Desde el poder cultural de los medios masivos de comunicación aparecen anuncios comerciales en la televisión y en revistas femeninas llamando a las mujeres a que tengan confianza en sí mismas, con mensajes de “empoderamiento” del tipo: “Sólo tú te puedes ayudar a ti misma” o “La seguridad en ti misma es sexy”. Imágenes muy sexualizadas de mujeres emprendedoras transmiten la idea de que es posible ser sujeto y objeto de deseo. Estas imágenes, clasistas y racistas en su mayoría, ofrecen un mismo mensaje para todas las mujeres, sin distinguir diferencias y sin tener la menor interseccionalidad. Un eje principal de los mensajes es: la inseguridad femenina es aborrecible y la asertividad es sexy. Esto es parte de esos procesos sociales que generan una reformulación casi terapéutica de los malestares individuales mediante lo que Nikolas Rose (1998, 1999) califica como “el gobierno del alma” y “el modelamiento del yo”. En esta tendencia se inscribe la confidence culture, que se ha desplegado desde principios del siglo xxi, y que habla muy poco de las desigualdades estructurales, o de cómo el poder patriarcal se ha inscrito en la subjetividad de las mujeres mediante exigencias respecto al cuerpo, fomentadas por la industria de la belleza y la moda. Cuando desde esta perspectiva se reconocen algunos agravios y daños que viven las mujeres se enfatiza que su solución depende de ella mismas, pero “no de una acción colectiva sino de un programa intensivo de reprogramación cognitiva, conductual, corporal, neurolingüística, que logrará sacar a la luz un Yo nuevo y seguro de sí mismo” (Gill y Orgad 2017).

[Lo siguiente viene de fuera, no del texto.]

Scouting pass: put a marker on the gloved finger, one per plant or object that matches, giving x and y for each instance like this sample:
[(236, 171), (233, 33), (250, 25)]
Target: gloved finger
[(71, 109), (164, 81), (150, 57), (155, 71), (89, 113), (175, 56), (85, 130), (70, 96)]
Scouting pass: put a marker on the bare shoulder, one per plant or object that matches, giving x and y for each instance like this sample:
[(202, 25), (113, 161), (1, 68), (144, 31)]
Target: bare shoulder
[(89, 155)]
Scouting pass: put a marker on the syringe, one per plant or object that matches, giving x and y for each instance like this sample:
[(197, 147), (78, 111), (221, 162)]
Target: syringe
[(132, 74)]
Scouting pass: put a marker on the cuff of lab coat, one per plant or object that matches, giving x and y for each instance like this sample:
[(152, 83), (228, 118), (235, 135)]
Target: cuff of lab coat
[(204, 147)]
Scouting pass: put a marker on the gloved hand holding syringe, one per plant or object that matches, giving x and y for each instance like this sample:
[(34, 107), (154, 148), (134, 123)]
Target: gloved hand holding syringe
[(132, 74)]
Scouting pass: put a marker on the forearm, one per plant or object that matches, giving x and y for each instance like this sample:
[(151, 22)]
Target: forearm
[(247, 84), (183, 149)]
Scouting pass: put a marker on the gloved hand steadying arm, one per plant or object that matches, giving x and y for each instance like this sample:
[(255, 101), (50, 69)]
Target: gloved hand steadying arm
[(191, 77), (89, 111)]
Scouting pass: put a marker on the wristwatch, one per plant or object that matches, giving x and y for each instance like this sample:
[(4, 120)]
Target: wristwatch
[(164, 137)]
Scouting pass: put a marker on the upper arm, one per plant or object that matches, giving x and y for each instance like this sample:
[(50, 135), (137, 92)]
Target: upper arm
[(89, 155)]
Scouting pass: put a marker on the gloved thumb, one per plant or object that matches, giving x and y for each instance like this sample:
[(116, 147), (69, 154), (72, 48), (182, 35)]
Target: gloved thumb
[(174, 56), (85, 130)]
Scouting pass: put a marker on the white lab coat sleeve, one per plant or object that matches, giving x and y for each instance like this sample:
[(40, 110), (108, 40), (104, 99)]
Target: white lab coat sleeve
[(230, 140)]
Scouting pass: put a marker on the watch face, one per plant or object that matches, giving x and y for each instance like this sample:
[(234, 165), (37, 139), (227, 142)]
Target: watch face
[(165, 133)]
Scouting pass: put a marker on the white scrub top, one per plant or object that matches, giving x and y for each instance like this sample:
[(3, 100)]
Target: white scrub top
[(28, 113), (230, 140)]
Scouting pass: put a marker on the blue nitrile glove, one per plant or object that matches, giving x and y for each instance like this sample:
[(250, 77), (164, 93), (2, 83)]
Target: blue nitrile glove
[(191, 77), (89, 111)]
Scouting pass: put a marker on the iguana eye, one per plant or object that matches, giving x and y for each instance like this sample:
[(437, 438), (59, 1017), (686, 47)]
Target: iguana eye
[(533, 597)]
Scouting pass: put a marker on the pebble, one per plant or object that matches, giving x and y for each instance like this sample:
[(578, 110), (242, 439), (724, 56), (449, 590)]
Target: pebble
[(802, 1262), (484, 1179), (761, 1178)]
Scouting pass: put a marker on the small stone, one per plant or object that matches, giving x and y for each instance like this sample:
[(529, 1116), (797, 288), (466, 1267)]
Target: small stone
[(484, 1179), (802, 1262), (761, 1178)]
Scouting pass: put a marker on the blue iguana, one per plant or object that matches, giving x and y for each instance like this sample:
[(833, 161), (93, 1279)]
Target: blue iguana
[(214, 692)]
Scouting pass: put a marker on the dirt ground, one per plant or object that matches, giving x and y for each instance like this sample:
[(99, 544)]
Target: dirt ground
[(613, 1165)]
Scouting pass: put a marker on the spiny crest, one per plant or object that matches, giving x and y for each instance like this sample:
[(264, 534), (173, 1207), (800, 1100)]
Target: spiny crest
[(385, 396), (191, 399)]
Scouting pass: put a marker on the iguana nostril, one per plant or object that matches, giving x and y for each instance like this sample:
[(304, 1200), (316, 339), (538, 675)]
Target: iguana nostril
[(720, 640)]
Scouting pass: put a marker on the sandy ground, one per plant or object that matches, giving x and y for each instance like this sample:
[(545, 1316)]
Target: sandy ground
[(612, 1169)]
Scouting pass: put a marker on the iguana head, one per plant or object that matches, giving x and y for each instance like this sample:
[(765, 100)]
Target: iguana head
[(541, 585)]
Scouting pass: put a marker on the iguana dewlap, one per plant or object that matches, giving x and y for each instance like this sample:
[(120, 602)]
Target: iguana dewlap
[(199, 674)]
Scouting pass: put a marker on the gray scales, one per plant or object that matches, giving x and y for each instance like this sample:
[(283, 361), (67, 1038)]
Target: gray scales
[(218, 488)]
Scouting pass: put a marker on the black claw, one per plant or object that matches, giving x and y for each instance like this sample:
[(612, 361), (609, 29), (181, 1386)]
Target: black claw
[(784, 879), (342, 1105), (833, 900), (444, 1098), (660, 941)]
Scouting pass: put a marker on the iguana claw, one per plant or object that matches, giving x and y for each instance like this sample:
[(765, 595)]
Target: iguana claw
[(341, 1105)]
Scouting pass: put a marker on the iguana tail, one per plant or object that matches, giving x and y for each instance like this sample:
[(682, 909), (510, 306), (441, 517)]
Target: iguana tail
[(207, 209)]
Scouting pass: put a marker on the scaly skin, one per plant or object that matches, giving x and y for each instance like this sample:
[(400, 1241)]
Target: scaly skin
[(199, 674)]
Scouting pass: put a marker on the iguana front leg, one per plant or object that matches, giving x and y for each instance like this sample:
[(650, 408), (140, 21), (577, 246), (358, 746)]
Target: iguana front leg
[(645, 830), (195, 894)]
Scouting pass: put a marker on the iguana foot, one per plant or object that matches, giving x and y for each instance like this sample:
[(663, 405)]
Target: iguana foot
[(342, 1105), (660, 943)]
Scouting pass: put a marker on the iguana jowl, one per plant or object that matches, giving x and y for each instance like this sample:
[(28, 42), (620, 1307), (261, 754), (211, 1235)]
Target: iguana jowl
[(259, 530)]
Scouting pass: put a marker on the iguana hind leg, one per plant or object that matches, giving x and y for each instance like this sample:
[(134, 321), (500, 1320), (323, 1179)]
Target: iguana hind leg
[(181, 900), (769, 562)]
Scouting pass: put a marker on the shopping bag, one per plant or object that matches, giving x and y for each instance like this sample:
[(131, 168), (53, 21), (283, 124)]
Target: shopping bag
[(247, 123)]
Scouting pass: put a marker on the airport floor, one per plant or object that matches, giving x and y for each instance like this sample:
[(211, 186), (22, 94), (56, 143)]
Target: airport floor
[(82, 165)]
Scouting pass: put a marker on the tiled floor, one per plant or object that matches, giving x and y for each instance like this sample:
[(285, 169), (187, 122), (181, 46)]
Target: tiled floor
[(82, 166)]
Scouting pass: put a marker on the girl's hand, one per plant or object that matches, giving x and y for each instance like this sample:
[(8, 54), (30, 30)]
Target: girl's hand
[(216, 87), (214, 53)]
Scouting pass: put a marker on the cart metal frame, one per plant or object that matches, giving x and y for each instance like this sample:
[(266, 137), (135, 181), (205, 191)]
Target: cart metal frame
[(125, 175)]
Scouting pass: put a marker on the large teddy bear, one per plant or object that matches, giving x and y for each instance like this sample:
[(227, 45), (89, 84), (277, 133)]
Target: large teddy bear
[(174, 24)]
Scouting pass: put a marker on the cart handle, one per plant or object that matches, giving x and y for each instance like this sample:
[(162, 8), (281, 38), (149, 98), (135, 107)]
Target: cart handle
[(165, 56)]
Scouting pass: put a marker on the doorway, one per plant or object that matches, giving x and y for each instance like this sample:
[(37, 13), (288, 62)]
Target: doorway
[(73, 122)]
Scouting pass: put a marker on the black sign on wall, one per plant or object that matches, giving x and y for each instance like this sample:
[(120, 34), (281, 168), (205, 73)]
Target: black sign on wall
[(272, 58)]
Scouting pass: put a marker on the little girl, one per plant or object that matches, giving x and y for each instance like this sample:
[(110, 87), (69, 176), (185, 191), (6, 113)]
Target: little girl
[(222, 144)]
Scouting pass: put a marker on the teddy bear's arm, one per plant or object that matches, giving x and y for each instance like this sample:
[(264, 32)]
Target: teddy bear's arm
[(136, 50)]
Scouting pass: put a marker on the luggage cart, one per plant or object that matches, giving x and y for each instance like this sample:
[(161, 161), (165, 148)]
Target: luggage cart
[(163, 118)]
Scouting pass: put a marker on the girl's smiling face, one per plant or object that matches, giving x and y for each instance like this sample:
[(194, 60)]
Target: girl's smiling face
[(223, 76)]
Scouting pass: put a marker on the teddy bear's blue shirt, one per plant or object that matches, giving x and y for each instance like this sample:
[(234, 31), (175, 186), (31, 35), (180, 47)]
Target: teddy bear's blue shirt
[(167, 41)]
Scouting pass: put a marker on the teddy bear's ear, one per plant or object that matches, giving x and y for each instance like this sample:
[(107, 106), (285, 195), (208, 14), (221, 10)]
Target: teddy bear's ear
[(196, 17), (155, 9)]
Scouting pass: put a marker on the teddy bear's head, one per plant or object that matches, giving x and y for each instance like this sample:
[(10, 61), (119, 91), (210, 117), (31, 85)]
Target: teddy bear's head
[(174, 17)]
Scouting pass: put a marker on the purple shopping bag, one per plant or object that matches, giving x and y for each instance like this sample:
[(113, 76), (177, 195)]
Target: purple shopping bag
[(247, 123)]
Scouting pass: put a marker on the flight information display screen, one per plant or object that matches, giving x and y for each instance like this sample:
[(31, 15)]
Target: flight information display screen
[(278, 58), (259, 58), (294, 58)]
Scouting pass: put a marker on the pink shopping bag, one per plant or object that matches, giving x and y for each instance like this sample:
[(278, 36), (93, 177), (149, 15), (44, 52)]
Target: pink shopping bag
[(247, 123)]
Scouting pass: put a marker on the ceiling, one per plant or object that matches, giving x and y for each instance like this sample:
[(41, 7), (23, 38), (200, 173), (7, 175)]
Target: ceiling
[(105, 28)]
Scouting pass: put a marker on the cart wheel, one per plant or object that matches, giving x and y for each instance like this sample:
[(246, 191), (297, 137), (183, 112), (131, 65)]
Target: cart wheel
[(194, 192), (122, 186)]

La intensificación y extensión de las formas de supervisión y vigilancia que monitorean y disciplinan los cuerpos femeninos es muy evidente en síntomas como la anorexia y la bulimia. Hace varios años, en 2003, el jugo gástrico de los vómitos por bulimia de las alumnas en la Universidad Iberoamericana dañó las cañerías de acero galvanizado en uno de los baños de mujeres.¹⁹ El artista visual Yoshua Okón recuperó algunos tubos dañados para hacer una obra de denuncia de los estándares de belleza que exponen a cientos de jóvenes a graves desórdenes alimenticios como la anorexia y la bulimia. No hay que pensar que este tipo de enfermedades son privativas de una clase social ni hay que despreciar el sufrimiento de quienes las padecen.²⁰

La exigencia cultural que viven las mujeres en relación con su apariencia corporal ha sido tema de interés de varias autoras feministas que investigan los procesos de imposición y normalización del imperativo cultural occidental de belleza, que enaltece la delgadez y repudia la gordura.²¹ Un aspecto del poder que tiene dicho imperativo se deriva, en gran medida, de lo que Bourdieu (2000) califica de violencia simbólica, o sea, la manera en que las personas internalizan los mandatos culturales al punto de creer que ellas mismas están eligiendo la vigilancia sobre su aspecto y el disciplinamiento del cuerpo. En ese mismo sentido va la propuesta del “makeover”.²² Esta operación de conseguir un nuevo aspecto también implica una reformulación valorativa de la propia subjetividad. En México, Martha Debayle, quien encarna de forma paradigmática esa figura postfeminista y segura de sí misma, ha asumido la propuesta del makeover, y realiza en su programa de radio un concurso para elegir a la persona “afortunada” que va a tener su cambio total de apariencia, con cirugía estética incluida. Las mujeres que no tuvieron la “fortuna” de ganar, si quieren lograr esa imagen deberán pagar altas sumas para conseguir acercarse al modelo racista y clasista.